# 2. Web Scraping

Download and extract as separate texts all posts in a section of choice from http://forum.lvivport.com. The task requires web scraping.

Hints: scrapy, readability, lazyweb, lazynlp

In [20]:
# For debug purposes
from pprint import pprint as pp

import requests
from bs4 import BeautifulSoup as bs
import re
import json

base_url = "http://forum.lvivport.com/"

# But of course we're parsing Divochi Posydenky
board_url = "http://forum.lvivport.com/forums/divochi-posidenki.194/"

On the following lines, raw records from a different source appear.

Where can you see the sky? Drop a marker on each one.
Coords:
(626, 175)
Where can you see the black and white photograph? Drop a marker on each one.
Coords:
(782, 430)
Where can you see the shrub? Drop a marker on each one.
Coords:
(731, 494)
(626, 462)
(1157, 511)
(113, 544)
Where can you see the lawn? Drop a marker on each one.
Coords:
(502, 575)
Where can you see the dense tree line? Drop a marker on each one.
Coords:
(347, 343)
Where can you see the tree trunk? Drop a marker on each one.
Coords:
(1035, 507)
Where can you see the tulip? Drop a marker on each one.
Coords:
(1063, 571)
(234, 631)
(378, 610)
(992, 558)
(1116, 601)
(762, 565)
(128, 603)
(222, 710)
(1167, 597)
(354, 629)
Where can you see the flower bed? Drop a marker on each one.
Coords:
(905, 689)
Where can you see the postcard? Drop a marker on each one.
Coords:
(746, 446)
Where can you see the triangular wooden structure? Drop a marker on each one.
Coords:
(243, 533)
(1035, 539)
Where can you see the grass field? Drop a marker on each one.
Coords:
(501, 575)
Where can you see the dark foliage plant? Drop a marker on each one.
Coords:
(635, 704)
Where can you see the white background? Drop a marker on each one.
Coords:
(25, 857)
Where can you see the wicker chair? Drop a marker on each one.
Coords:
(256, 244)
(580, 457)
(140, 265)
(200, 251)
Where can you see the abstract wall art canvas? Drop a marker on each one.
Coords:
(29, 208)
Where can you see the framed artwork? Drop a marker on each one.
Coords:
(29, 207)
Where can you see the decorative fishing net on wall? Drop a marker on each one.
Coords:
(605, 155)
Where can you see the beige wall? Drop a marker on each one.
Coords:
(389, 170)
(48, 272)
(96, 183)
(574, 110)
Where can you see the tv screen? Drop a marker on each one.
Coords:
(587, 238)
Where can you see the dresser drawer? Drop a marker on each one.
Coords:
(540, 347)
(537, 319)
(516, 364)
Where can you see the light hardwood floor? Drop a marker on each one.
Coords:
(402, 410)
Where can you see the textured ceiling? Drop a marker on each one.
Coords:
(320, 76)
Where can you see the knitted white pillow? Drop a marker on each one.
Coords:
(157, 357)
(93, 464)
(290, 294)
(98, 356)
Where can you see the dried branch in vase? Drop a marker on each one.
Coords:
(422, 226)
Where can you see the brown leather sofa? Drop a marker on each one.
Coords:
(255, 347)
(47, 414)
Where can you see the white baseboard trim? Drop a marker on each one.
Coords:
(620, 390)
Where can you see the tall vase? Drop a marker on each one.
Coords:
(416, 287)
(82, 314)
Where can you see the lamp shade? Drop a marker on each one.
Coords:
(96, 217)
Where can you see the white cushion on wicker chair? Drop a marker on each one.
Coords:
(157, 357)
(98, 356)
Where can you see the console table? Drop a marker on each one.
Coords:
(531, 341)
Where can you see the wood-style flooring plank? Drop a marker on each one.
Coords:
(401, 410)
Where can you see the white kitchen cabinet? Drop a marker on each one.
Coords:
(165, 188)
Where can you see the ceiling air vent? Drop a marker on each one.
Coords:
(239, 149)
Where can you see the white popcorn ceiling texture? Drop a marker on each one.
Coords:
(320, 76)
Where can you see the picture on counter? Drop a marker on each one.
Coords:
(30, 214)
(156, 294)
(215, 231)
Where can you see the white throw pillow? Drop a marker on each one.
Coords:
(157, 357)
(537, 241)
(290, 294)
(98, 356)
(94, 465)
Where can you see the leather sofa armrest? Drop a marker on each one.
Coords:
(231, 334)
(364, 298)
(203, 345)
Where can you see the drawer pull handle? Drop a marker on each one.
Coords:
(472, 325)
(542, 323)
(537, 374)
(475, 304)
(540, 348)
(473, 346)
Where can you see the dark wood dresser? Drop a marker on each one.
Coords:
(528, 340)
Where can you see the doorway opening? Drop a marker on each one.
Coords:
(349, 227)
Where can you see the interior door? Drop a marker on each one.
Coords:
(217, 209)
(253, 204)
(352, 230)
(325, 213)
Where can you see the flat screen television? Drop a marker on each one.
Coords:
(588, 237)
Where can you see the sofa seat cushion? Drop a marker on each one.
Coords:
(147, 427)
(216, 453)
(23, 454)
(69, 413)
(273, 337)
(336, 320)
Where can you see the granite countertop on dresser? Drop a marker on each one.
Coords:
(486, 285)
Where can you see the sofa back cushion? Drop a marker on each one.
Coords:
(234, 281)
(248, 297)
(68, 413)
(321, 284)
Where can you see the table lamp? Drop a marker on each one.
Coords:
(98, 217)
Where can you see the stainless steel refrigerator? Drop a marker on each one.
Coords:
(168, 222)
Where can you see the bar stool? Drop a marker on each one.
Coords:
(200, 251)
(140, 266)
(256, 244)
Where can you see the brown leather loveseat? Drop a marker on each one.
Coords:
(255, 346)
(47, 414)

def generate_urls(board_url, num_pages):
    """Generate urls for pagination"""
    
    urls = [board_url]
    if num_pages > 1:
        for i in range(2, num_pages+1):
            urls.append(board_url + 'page-{0}'.format(i))
        
    return urls


def get_threads(board_url, num_pages):
    """Get thread ulrs from board index"""
    
    urls = generate_urls(board_url, num_pages)
    threads = []
    
    for url in urls:
        r = requests.get(url).text
        soup = bs(r, 'html.parser')
        
        links = soup.select('ol.discussionListItems > li > div > div > h3 > a')
        for link in links:
            s = link.get('href')
            threads.append(s)

    return threads


def get_content(base_url, threads):
    """
    The actual content scraping routine
    
    Returns content in a nested dict as follows:
    
    threads = {int thread_id: {
        int post_id1 : {
            user: str,
            text: str,
        }
    }}
    """
    
    # This will help clean up text in messages
    text_postprocessors = {
        '(adsbygoogle = window.adsbygoogle || []).push({});': '',
        'Натисніть, щоб розгорнути...': '',
        '\n\n\n\n': '\n',
        '\n\n\n': '\n',
        '\n\n': '\n',
        '↑\n': '',
        '	': '',
        '  ': ' '
    }
    
    # Init forum container
    forum_content = {}
    
    # Walk each thread url
    for thread_url in threads:
        # Build url
        url = base_url + thread_url
                
        # Request & soupify page
        r = requests.get(url).text
        soup = bs(r, 'html.parser')
        
        # Parse thread id
        try:
            thread_id = int(re.findall(r'\.(\d+)\/', url)[0])
        except IndexError:
            print("Invalid Thread ID")
            thread_id = -1
                
        # Init thread container
        thread_content = {}
        
        # Messages on the board live in an <ol> tag
        # Parse the tag
        messages = soup.select('ol.messageList')
        
        for tag in messages:
            
            # Posts live as <li> items
            posts = tag.select('li')
            
            # for <li> in <ol>:
            for post in posts:
                
                # Init post container
                post_content = {}
                                
                # Parse post_id
                try:
                    txt = post.get('id')
                    post_id = re.findall(r'post-(\d+)', txt)[0]
                except TypeError:
                    # Some <li> will be non-content sections like ads, etc.
                    continue

                # Parse user_id
                try:
                    p = r'\/(\S+)\/'
                    txt = post.select('div.avatarHolder a')[0].get('href')
                    user_id = re.findall(p, txt)[0]
                    post_content['user_id'] = user_id

                except IndexError:
                    pass

                # Parse post_text
                try:
                    # Extract text
                    post_text = post.select('article')[0].get_text()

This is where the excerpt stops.